What's the net flux from sphere?

Question

I have a sphere of radius $r$ , the sphere has a total charge $q$ distributed equally around the surface. A point "P" is at a distance $R$ from the centre of the sphere. As per the book, to find the net flux from the gaussian sphere with radius $R$, we use ∅ = E × ds × cos (theta) , here , we are assuming the electric field at every particular point in the gaussian surface to be "E" as constant. And thus ,it can be easily calculated as net ∅ = E × 4πr²(the area vector makes 0° with E). But , in the picture , I can see the Electric field can be seen as the total electric field by the all the points on the surface made by a solid angle infront of the point , and only one field is normal to the area vector while the others make different angles. So why do we compute it with taking E as constant. And if I'm correct, how can I find the net flux of that particular point and ultimately for the whole gaussian surface?

Answer 1

Computing the total electric field of the sphere by adding up every contribution of every point is a very tedious process, precisely for the reason you mention.
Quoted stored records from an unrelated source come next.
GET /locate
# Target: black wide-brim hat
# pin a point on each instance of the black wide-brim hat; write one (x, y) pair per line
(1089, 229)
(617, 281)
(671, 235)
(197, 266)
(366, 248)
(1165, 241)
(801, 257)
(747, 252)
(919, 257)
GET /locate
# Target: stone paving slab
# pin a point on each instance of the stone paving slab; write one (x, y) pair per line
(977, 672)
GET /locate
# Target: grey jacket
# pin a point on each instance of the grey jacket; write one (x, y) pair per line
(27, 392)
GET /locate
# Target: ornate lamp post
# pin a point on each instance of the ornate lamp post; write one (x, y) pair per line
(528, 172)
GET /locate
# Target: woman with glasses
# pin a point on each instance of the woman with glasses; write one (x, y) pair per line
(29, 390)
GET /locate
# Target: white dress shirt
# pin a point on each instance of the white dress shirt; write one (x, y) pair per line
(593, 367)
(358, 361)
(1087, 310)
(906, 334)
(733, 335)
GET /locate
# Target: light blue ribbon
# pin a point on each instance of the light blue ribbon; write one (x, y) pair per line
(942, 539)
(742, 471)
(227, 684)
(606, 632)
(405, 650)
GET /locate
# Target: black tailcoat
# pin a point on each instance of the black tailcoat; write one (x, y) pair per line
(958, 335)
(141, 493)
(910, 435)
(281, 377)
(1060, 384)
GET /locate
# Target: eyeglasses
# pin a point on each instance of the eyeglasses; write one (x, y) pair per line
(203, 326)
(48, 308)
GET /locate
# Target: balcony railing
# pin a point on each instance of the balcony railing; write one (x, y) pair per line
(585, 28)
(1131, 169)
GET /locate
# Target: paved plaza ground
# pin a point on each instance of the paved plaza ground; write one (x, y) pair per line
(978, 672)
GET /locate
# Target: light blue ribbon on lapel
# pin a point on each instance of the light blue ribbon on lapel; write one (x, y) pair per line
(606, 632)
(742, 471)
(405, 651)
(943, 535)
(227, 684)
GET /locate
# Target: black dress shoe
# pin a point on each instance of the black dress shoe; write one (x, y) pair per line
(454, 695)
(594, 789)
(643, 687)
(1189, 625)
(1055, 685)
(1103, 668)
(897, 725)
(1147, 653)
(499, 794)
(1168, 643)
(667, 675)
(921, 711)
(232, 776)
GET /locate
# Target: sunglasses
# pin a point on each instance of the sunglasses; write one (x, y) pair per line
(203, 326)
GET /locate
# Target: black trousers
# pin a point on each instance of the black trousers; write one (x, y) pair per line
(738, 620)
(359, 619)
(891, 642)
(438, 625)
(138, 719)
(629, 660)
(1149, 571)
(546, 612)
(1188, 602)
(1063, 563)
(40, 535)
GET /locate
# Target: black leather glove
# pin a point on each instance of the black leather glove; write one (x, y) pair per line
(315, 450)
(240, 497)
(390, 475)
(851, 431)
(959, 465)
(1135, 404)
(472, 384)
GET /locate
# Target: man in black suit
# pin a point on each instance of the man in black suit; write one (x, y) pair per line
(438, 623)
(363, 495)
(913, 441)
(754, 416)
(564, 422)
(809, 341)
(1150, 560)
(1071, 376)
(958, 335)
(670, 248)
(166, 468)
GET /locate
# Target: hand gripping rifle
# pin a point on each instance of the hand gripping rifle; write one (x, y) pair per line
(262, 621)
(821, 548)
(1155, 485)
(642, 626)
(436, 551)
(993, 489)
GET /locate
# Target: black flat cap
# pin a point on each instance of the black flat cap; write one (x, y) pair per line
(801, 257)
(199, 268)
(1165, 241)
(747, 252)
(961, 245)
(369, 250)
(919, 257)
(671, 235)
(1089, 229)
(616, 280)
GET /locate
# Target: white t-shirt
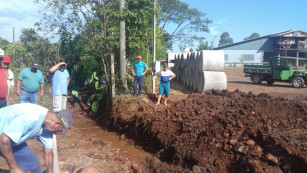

Gauss law is a way to get the result much faster. First you prove that the field is radial ($\vec{E}=E(r)\,\vec{e}_\theta$) by studying the symmetries of the sphere, and then you can apply Gauss law to get the result as your book does.

When you apply Gauss, the strategy is in the choice of the "Gauss sphere" of radius $R$, precisely so that $\vec{E}$ and $d\vec{s}$ are parallel and $\theta=0$ everywhere.